There are few 350 year-old things worth keeping on. We have an opportunity now. Do not say, Why now? Why cant we delay? We have delayed for 20 years. We have had 20 years of waiting to improve the postal services in this country. It is about time we grasped the nettle. I congratulate my noble friend the Secretary of State on at last having had the courage to do so, and to fight the good fight.
Lord Stoddart of Swindon: My Lords, I agree with the noble Lord, Lord Fowler. If the Bill had been brought forward by the last Tory Government or any other Tory Government, the Labour Party would be jumping up and down in rage. It would be organising marches up and down the country and there would be a huge lobby of Parliament against the Bill.
I do not agree with the Bill. It is unnecessary and should not have been brought forward. However, I suppose that, because it is not a Tory Bill but a Labour Bill, it must be all right. I do not think so. I shall tell your Lordships in the time available why it is not the sort of thing that should be brought forward by a Labour Government.
I remind the House, and noble Lords who have already spoken, that the noble Lord, Lord Hunt, said from the Tory Front Bench that he will march shoulder to shoulder with the Secretary of State for the Bill in the Lobbies this evening.

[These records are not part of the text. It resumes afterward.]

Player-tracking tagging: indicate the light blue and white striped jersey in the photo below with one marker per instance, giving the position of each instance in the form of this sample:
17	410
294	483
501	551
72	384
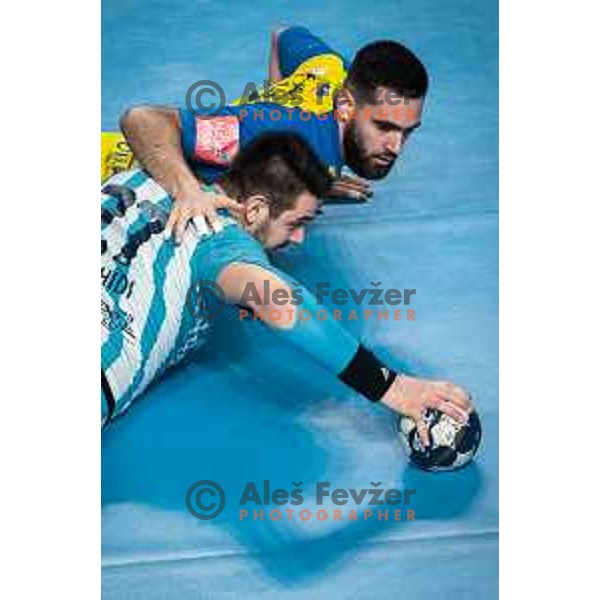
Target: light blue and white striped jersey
147	322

However, he also warned that the Conservatives will table amendments in Committee and on Report. I warn Labour Lords that this is a House of Lords Bill. Any amendments made here can be altered in the House of Commons but cannot be overturned by the Parliament Act because this is a House of Lords Bill. Therefore, noble Lords should be careful about supporting the Bill and consider supporting the amendment so admirably moved by the noble Lord, Lord Clarke.